Overall, a total of 188 adverse events occurred during the study. All seventeen patients had an adverse event. There were 21 adverse events among 9 patients during the run-in period and 19 adverse events among 6 patients during the washout period. Most of these adverse events were mild in intensity. All seventeen patients had a treatment emergent adverse event (adverse event that began or worsened during the treatment period). There were 148 adverse events during the Renagel^® treatment period. Most of these adverse events were mild in intensity. Five treatment emergent adverse events (occurring in four patients) were considered related to Renagel^® treatment. They were conjunctivitis, hyperphosphatemia (2 patients) and nausea (2 patients). All treatment related adverse events were mild in intensity.

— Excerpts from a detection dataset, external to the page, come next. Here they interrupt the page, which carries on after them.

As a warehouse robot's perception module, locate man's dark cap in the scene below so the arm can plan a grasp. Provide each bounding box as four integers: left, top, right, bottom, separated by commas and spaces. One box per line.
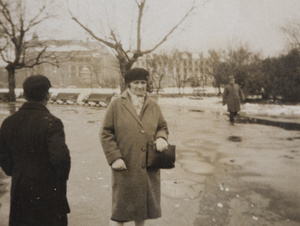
124, 68, 149, 84
23, 75, 51, 102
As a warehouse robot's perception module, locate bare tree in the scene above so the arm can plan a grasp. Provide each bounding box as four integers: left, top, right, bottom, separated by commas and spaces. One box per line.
69, 0, 197, 90
0, 0, 58, 101
281, 22, 300, 50
146, 54, 170, 94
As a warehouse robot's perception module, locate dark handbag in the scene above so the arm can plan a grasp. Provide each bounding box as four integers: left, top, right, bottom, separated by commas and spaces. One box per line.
147, 143, 176, 169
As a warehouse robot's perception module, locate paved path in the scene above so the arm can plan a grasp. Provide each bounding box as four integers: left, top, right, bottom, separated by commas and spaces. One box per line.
0, 101, 300, 226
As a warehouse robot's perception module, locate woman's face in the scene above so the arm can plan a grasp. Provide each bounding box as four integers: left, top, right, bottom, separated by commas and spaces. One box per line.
129, 80, 147, 96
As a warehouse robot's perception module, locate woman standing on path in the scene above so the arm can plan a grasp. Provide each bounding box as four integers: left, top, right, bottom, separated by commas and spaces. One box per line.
100, 68, 168, 226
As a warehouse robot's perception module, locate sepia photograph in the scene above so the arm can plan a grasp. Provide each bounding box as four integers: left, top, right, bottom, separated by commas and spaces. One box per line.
0, 0, 300, 226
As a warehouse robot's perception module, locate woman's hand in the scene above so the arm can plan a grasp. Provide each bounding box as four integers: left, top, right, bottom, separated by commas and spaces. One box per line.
111, 159, 127, 170
155, 137, 168, 152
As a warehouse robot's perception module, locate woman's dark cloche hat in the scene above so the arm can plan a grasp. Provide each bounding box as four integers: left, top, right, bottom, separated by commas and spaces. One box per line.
125, 68, 149, 83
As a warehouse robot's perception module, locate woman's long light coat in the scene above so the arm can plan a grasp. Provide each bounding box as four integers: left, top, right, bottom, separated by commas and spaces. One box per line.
100, 91, 168, 221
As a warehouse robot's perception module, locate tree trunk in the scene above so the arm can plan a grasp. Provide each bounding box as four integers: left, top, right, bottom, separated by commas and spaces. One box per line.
6, 66, 16, 102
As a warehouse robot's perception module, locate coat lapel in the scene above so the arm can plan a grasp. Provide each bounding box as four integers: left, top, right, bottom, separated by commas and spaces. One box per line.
122, 91, 145, 127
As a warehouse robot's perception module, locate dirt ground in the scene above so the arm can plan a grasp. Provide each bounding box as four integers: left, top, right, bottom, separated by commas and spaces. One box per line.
0, 99, 300, 226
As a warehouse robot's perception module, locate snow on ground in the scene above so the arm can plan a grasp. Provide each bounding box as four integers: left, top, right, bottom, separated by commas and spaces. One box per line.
158, 97, 300, 120
0, 87, 300, 120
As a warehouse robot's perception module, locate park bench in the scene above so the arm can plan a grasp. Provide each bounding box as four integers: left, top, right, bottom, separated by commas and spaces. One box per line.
82, 93, 114, 106
0, 92, 9, 102
50, 93, 80, 104
152, 88, 164, 94
193, 87, 206, 96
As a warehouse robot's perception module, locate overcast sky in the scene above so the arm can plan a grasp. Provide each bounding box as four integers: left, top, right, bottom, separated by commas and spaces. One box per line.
16, 0, 300, 57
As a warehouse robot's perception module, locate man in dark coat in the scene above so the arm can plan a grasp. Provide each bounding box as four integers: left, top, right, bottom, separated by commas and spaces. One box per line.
223, 75, 245, 124
0, 75, 71, 226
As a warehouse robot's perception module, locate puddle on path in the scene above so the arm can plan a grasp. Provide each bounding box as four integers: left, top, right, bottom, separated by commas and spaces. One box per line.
161, 179, 205, 199
228, 136, 242, 142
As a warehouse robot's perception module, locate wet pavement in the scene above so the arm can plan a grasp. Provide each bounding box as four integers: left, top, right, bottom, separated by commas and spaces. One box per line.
0, 99, 300, 226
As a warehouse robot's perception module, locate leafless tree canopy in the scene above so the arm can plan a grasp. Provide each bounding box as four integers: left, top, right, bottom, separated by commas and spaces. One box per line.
69, 0, 197, 88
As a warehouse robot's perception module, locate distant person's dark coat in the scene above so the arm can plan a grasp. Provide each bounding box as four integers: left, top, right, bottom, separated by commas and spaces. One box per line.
0, 102, 71, 226
223, 84, 245, 112
100, 91, 168, 221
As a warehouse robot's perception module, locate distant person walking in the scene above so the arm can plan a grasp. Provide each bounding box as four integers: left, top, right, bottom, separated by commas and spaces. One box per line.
223, 75, 245, 124
100, 68, 169, 226
0, 75, 71, 226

Overall, 23 serious adverse events occurred in nine patients. There were no deaths during this study. Two serious adverse events occurred in two patients during the run-in period and four serious adverse events occurred in one patient during the washout. Seventeen treatment emergent serious adverse events occurred in eight patients. Most of these serious adverse events were mild or moderate in intensity and none were considered to be related to the study treatment. There were two adverse events that resulted in discontinuation of the study. Both were due to kidney transplants and neither was considered related to the study treatment.

Renagel^® caused no unusual alterations in safety laboratory in children during this study. There were no clinically significant changes in laboratory parameters. Furthermore, there were no clinically significant changes in vital signs or physical examinations.

Conclusion

Renagel^® caused no unusual adverse events or alterations in safety laboratories in children. This trial was not powered to detect statistical differences, but the results suggest that Renagel^® was not as effective in this study as it had been in past studies of adult hemodialysis patients. Renagel^® lowered serum phosphorus in many children, but not all. The lack of effect in some children may have been related to compliance. The children required a large number of dosage units, particularly when using the Renagel^® 403 mg capsules. This problem was partially overcome by the use of Renagel^® 800 mg tablets.